THE FIRST MAJOR ATTACK struck the post at 5.30am on 26 January. Rifle fire was heard from the south, and villagers came fleeing from the glow of flames through the fog to huddle in the ditches outside the walls. Under cover of the morning murk three columns each of about 700 attackers approached Little Gibraltar, the northern wall, and Sergeant Weber’s 18 légionnaires in the blockhouse. Flanking fire from the fort and the gunboat repulsed all these attempts, which left about 50 dead on the field for the reward o
f only two French wounded; but in the south the Chinese fell back only a few hundred yards to a dyke well ahead of their first trench line, and they continued to fire from its cover.35
After the failure of these direct assaults, for several days both sides concentrated on digging. The Chinese extended their sideways trenches and pushed saps (zigzagging approach trenches) forwards, under constant covering fire from four rampart guns that swept the parapets from high ground. The garrison deepened their internal trenches and shelters, and completed a short covered trench from the east gate to the riverbank for water parties. A Legion platoon of picked snipers harassed the siege work; on 27 January a bugler would blow a call each time they made a hit, but that stopped when Private Taube was killed by a Chinese sniper.

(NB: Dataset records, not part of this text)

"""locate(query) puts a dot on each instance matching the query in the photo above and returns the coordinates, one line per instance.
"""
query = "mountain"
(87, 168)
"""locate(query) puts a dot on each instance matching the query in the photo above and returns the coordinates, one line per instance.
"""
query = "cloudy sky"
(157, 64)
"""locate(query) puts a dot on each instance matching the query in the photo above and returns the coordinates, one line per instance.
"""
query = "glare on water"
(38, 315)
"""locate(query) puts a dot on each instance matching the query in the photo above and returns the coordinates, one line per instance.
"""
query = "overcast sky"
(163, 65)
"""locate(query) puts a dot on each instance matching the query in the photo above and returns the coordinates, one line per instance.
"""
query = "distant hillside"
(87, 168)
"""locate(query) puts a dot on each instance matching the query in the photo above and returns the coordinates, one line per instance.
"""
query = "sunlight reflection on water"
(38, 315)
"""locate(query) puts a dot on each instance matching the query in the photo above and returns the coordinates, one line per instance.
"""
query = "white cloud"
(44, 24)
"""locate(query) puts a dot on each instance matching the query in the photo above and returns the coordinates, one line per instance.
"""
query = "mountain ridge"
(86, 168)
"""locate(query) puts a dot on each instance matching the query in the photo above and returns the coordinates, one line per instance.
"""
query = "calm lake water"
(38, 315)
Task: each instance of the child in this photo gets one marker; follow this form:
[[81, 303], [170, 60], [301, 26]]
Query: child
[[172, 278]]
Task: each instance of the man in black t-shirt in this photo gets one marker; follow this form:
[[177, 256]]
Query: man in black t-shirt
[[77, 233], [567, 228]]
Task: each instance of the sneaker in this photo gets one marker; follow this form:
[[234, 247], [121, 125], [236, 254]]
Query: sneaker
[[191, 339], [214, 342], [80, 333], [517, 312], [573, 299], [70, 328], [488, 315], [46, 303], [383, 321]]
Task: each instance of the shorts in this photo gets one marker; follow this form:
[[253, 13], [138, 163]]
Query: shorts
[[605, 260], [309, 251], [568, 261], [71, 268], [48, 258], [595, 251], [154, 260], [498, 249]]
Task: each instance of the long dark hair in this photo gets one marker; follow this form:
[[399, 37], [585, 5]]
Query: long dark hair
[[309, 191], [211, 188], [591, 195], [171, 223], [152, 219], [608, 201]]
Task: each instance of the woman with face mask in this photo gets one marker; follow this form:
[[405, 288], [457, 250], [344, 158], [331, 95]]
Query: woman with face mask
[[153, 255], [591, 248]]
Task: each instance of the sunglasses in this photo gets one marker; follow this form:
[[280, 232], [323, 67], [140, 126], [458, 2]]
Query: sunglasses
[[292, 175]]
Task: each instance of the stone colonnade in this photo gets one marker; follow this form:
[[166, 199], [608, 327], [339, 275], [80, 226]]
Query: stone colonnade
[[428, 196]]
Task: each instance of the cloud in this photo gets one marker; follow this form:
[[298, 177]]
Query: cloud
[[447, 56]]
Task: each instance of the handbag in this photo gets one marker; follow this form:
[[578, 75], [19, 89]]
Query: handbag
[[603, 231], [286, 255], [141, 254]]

It was clear that the blockhouse garrison would soon be cut off and doomed to fall to a night rush, when the fort guns would not be able to support them; but by day Derappe could still ensure a clear path for Sergeant Weber, who brought his men in without loss on 30 January. The Chinese immediately occupied the spur and began work on a gun battery; there was already scattered shelling from hills to the south-west, and the next day guns also opened fire from a height on the east bank. By 1 February, Sergeant Bobillot had reported that a second parallel was being developed from a sap-head 160 yards from the south-west wall, and by the night of 5/6 February saps had reached the fort ditch on both west and north corners; the palisade was gapped, and trenches sprouted sideways to clutch the base of the walls. When the inevitable infantry assaults did come, it was clear that their main objectives would be the north-west wall and the west corner, thus limiting the amount of useful flanking fire that Little Gibraltar in the south could deliver. The textbook response would have been infantry sorties with powder charges to kill engineers and wreck the works, but any such attempt by daylight would have been suicidal under the continuous short-range firing at the parapets. Some 6,000 incoming rounds of all calibres were counted during a single day, and the garrison were suffering a steady drain of dead and wounded.